In other models, de-differentiation of SMC promotes aneurysm formation41,42 and atherosclerosis burden43. Indeed, our own results demonstrate that the loss of LPP3 in SMC promotes atherosclerosis at the aortic root and arch. It is possible that the protection from aneurysm despite SMC de-differentiation observed in this study reflects a difference in the mechanism of formation (elastase vs AngII) and/or differences in embryonic lineage of SMCs within the aorta. Aortic root and aortic arch SMCs derive from the secondary heart field and cardiac neural crest, respectively, while abdominal aortic SMCs arise from somites44. Differences in embryonic origin of the SMC may also contribute to phenotypic differences in the atherosclerosis and aneurysm models. Finally, while the pathophysiology of atherosclerosis and aneurysm are similar there are notable examples of discordance in their development, such as occurs in diabetics who are predisposed to atherosclerotic vascular disease and protected from AAA; likewise, testosterone45 and the interferon gamma system46 have discordant effects on development of atherosclerosis and aneurysm.

Our previous work17 and supplemental Figure III, IV show no change in baseline vasculature vessel function in SM22-Δ, despite consistent gene expression indicating SMC phenotyping switching at baseline. Recent single cell RNA-Seq work has shown that SMC phenotypic switching lies on a continuum during disease progression47 and we hypothesize that the loss of Lpp3 in SMCs promotes phenotypic switching but prevents progression of SMC phenotyping switching that is detrimental in disease states.
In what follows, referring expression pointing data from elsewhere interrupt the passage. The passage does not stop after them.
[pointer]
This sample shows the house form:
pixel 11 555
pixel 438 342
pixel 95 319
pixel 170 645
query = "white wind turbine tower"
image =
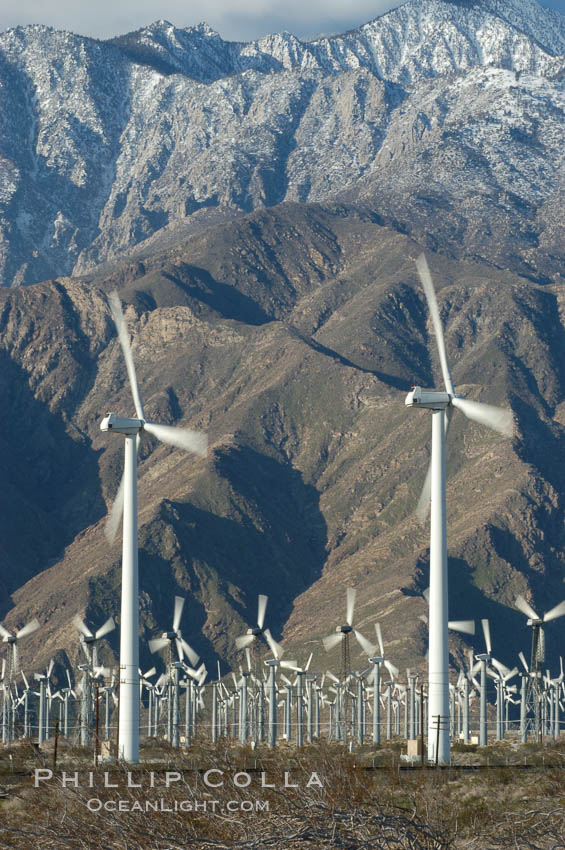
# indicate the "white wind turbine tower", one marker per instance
pixel 126 502
pixel 441 405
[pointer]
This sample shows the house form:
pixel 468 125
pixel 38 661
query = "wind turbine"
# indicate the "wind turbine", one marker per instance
pixel 537 657
pixel 13 639
pixel 126 503
pixel 89 640
pixel 249 639
pixel 441 405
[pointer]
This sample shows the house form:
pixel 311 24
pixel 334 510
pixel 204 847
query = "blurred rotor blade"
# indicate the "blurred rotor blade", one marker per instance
pixel 497 418
pixel 502 668
pixel 81 626
pixel 86 650
pixel 423 505
pixel 558 611
pixel 427 283
pixel 424 501
pixel 179 605
pixel 108 626
pixel 366 645
pixel 380 638
pixel 486 632
pixel 123 336
pixel 115 515
pixel 192 656
pixel 332 640
pixel 523 606
pixel 261 608
pixel 275 647
pixel 244 640
pixel 182 438
pixel 351 594
pixel 156 644
pixel 466 626
pixel 31 627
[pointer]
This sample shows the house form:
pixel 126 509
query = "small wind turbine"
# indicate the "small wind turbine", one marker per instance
pixel 13 638
pixel 89 639
pixel 537 657
pixel 441 404
pixel 126 503
pixel 249 639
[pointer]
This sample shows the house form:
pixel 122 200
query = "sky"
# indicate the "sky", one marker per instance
pixel 238 20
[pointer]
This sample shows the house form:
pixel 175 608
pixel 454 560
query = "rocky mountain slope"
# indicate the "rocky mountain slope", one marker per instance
pixel 291 337
pixel 438 115
pixel 259 208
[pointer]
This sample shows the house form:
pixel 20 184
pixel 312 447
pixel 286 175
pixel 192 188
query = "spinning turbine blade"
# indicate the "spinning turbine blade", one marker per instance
pixel 351 594
pixel 332 640
pixel 275 647
pixel 497 418
pixel 391 669
pixel 261 608
pixel 193 656
pixel 423 505
pixel 486 632
pixel 558 611
pixel 426 278
pixel 115 515
pixel 425 496
pixel 525 608
pixel 31 627
pixel 365 644
pixel 190 441
pixel 119 321
pixel 156 644
pixel 108 626
pixel 466 626
pixel 81 626
pixel 379 638
pixel 179 605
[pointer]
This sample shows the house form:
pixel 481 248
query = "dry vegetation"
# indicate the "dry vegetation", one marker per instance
pixel 507 797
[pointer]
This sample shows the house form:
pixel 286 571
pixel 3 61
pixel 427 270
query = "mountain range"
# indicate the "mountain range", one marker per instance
pixel 259 208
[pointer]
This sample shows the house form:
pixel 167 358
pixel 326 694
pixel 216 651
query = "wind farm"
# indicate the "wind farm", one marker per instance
pixel 272 700
pixel 277 611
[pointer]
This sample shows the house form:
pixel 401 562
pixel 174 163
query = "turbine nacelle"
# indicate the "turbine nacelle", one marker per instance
pixel 121 425
pixel 417 397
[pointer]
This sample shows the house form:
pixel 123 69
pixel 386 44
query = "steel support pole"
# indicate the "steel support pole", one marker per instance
pixel 438 665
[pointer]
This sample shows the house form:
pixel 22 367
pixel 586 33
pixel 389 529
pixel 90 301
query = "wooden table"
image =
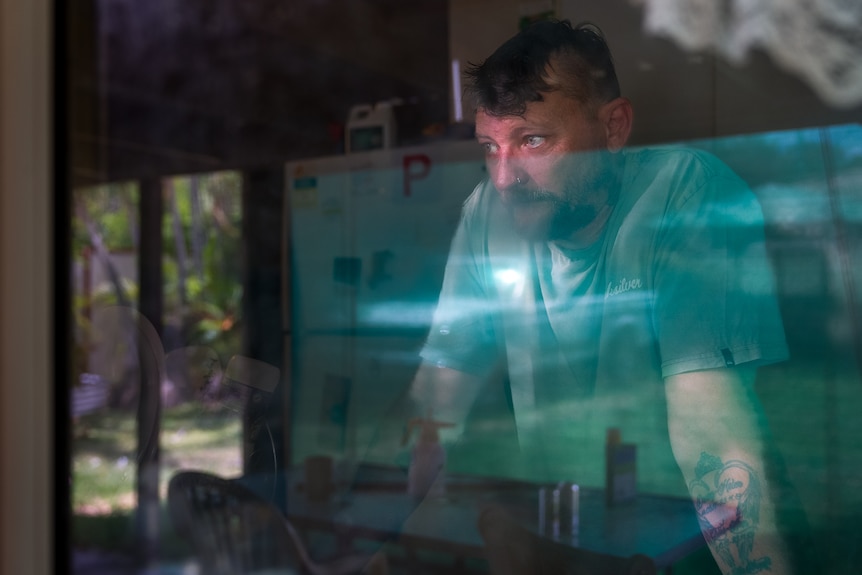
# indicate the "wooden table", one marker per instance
pixel 378 508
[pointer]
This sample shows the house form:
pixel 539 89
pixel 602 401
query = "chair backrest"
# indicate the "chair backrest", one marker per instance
pixel 230 528
pixel 511 549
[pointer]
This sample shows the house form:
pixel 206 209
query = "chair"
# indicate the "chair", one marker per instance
pixel 233 531
pixel 511 549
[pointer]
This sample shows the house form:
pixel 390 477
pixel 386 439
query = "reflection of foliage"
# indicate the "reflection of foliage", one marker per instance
pixel 201 258
pixel 203 261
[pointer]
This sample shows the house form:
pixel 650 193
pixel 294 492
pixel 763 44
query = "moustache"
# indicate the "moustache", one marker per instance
pixel 521 196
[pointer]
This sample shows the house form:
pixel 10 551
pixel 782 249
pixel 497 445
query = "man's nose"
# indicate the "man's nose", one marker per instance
pixel 506 172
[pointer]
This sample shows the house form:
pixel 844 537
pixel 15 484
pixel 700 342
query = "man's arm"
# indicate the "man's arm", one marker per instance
pixel 718 438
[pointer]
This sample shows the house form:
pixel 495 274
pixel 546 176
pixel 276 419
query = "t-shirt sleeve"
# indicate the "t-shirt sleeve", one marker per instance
pixel 715 302
pixel 462 335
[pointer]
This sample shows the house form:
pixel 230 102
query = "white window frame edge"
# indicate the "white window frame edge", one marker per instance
pixel 26 340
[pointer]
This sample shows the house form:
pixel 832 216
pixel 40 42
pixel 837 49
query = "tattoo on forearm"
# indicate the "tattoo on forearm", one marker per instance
pixel 727 496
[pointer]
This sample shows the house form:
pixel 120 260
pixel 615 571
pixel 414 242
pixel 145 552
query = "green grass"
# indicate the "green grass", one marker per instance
pixel 104 458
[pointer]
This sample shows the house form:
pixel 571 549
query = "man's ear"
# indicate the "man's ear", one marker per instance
pixel 616 116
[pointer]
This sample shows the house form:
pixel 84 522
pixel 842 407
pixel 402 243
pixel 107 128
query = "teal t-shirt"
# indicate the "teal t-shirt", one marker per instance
pixel 679 281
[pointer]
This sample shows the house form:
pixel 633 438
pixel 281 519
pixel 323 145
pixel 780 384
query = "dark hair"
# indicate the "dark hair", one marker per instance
pixel 549 55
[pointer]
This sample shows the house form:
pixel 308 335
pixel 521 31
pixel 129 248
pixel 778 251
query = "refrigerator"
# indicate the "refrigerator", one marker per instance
pixel 366 239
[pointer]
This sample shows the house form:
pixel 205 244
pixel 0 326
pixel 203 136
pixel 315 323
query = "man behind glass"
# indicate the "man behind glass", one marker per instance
pixel 617 288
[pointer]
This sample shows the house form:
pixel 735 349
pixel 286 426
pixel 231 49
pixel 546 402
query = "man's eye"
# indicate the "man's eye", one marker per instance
pixel 534 141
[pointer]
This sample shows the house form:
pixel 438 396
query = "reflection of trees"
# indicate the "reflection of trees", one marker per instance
pixel 818 41
pixel 201 268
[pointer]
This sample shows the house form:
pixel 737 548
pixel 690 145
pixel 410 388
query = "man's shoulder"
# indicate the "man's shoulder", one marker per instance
pixel 679 158
pixel 679 171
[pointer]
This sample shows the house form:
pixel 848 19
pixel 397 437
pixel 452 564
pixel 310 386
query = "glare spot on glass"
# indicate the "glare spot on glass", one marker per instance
pixel 508 276
pixel 456 90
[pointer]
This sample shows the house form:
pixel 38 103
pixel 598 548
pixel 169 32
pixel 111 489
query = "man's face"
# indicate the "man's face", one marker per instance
pixel 551 166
This may reflect the ischemic pre-conditioning model in cardiac injury in which small amounts of ischemia protect against subsequent ischemic events48. Future work examining the progression of SMC phenotyping switching during AAA and single cell RNA-Seq cell clustering will aid in our understanding of how SMC phenotyping switching in SM22-Δ mice may differ to provide protection against AAA.
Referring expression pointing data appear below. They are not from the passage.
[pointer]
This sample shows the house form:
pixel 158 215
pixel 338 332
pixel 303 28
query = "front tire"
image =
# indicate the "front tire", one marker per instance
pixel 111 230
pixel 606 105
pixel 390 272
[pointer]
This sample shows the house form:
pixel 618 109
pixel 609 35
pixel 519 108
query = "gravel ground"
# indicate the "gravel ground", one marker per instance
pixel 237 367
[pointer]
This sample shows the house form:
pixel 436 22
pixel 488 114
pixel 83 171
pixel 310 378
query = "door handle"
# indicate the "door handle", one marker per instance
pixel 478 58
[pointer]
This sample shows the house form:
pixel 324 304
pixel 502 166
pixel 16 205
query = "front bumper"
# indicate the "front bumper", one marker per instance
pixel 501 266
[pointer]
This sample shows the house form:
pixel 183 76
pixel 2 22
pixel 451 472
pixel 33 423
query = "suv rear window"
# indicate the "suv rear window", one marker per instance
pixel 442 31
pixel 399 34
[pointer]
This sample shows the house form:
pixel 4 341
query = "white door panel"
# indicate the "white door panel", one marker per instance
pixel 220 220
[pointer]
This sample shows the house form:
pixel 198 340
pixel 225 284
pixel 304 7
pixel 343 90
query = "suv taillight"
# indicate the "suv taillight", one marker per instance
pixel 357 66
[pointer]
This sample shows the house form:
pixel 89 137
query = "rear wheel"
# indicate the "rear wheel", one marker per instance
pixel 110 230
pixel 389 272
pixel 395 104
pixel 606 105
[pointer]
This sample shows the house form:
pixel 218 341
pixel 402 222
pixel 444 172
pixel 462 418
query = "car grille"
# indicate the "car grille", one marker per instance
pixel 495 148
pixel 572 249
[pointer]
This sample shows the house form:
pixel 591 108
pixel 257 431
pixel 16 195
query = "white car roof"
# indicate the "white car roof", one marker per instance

Of important clinical relevance, if heightened LPA signaling contributes to the protection from dissecting aortic aneurysm, then inhibitors of autotaxin, the enzyme responsible for bioactive LPA generation, could promote the pathology. At present, autotaxin inhibitors are in phase 3 clinical trials for efficacy in treating idiopathic pulmonary fibrosis49 and should be monitored cautiously for an increase in risk for aortic aneurysm rupture.

A limitation of our study is the use of AngII to promote the development of aneurysm formation. While this model shares some features with AAA development in humans, it does not faithfully recapitulate pathology that occurs in humans. Indeed, some have proposed that it is a better model of aortic dissection than aneurysm27. Additionally, small samples size and wide variation in gene expression profiles for some genes limit the conclusions that can be made; however, consistent changes in Acta2 in smooth muscle deficient Lpp3 mice highlight a role for smooth muscle Lpp3 in AngII mediated abdominal aortic aneurysm. Further studies will need to address the exact mechanism by which Lpp3 loss in smooth muscle protects against abdominal aortic aneurysm.
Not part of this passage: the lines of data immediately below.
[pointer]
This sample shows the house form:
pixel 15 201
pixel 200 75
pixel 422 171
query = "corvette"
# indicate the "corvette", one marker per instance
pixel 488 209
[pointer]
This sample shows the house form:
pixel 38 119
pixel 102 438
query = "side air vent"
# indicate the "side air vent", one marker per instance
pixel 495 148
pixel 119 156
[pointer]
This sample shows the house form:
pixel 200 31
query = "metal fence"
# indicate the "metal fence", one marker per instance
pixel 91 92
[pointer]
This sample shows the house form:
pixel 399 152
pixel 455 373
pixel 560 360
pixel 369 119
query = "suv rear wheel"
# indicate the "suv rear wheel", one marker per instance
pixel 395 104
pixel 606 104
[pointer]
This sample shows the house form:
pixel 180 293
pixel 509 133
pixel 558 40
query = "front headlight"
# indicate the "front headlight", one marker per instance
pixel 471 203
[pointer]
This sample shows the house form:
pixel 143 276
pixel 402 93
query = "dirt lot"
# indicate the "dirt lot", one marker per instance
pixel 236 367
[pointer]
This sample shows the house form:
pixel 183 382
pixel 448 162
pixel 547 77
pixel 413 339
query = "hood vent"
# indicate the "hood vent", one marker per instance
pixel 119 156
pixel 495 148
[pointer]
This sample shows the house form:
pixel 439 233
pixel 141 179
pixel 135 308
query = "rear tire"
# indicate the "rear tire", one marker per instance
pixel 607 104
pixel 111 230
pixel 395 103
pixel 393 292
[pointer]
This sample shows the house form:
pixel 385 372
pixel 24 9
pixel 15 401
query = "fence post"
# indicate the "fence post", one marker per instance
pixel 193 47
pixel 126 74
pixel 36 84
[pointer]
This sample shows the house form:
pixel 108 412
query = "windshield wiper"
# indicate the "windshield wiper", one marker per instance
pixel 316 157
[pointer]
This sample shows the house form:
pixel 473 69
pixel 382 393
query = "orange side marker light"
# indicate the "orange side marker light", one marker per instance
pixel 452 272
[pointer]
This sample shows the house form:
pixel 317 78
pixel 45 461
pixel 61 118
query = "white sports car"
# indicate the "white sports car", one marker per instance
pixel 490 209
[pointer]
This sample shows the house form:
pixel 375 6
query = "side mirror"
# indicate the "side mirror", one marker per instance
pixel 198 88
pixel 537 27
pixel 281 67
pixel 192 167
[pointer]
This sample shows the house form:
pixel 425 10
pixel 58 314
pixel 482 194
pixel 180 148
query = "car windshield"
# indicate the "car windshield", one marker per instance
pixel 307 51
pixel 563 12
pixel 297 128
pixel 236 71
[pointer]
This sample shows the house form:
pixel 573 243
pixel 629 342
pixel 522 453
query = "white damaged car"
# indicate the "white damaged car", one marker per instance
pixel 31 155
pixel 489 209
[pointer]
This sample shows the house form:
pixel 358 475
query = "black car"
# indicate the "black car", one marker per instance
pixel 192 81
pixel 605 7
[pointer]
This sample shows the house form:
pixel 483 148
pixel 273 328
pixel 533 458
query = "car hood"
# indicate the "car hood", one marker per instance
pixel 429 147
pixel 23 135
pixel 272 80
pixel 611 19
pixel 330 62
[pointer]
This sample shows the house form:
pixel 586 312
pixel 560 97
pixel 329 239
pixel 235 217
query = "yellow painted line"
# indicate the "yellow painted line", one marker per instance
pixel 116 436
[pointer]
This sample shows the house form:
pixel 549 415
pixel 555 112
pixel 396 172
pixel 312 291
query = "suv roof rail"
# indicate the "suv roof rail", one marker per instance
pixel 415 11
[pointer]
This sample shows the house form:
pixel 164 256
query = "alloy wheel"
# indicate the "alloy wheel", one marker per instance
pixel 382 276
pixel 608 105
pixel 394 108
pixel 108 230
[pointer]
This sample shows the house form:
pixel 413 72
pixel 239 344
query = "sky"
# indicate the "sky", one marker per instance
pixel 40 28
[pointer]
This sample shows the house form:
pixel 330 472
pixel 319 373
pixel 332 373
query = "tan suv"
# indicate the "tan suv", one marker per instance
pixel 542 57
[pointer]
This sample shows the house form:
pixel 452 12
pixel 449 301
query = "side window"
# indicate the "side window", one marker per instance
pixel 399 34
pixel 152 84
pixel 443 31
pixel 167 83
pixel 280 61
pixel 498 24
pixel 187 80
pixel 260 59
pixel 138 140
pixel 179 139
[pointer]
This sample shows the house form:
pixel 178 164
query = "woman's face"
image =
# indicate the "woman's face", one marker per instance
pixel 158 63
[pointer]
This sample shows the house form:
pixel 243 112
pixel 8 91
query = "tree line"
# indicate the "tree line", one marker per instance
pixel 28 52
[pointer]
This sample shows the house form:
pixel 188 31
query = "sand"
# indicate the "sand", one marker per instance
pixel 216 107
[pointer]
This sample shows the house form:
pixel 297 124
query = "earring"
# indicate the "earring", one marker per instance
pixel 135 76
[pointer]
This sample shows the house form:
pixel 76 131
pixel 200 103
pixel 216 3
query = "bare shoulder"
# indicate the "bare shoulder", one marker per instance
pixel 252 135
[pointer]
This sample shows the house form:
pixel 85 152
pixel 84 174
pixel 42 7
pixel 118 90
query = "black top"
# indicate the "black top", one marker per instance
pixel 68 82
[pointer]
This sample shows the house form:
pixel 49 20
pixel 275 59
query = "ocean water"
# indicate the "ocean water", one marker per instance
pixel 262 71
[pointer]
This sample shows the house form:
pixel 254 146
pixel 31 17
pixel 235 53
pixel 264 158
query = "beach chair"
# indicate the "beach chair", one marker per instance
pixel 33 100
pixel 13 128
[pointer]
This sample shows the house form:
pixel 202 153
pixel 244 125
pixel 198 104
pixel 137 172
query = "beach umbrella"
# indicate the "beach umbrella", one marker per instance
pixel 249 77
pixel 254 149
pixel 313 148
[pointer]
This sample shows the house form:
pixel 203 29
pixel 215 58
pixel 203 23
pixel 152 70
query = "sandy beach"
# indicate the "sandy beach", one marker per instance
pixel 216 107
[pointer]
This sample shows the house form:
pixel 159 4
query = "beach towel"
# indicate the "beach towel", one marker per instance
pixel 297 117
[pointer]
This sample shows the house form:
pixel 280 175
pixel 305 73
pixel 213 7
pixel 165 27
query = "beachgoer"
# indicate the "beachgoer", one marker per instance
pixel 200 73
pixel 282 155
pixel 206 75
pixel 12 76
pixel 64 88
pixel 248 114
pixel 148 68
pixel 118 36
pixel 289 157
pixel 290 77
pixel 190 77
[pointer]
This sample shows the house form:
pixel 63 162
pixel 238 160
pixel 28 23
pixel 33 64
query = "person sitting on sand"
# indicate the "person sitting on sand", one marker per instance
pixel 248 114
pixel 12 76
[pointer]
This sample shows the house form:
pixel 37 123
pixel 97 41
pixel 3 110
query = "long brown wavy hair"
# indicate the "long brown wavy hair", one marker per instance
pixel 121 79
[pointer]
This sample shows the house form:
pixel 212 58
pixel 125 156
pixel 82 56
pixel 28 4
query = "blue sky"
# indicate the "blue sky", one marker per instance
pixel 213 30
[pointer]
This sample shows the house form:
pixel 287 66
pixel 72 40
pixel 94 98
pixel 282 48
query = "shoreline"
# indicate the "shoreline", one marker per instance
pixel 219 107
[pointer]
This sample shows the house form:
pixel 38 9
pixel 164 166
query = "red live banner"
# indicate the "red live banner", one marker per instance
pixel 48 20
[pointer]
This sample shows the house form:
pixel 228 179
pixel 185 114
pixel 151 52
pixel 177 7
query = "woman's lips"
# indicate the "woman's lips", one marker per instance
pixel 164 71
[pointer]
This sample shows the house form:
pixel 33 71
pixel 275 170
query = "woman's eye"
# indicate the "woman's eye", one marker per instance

In summary, we demonstrate a novel pathway for regulation of LPP3 during vascular inflammation involving a NF-κB dependent pathway. SMC LPP3 regulates phenotypic modulation, and in the absence of LPP3, SMCs assume a more de-differentiated fibroblast-like phenotype that is associated with protection from the development of abdominal aortic aneurysm following AngII infusion. Loss of LPAR4 promotes early aneurysmal dilation and rupture, indicating that LPA signaling normally protects against AngII-induced pathology. These findings provide important information about novel pathways that regulate SMC phenotype in the context of pathologically important processes.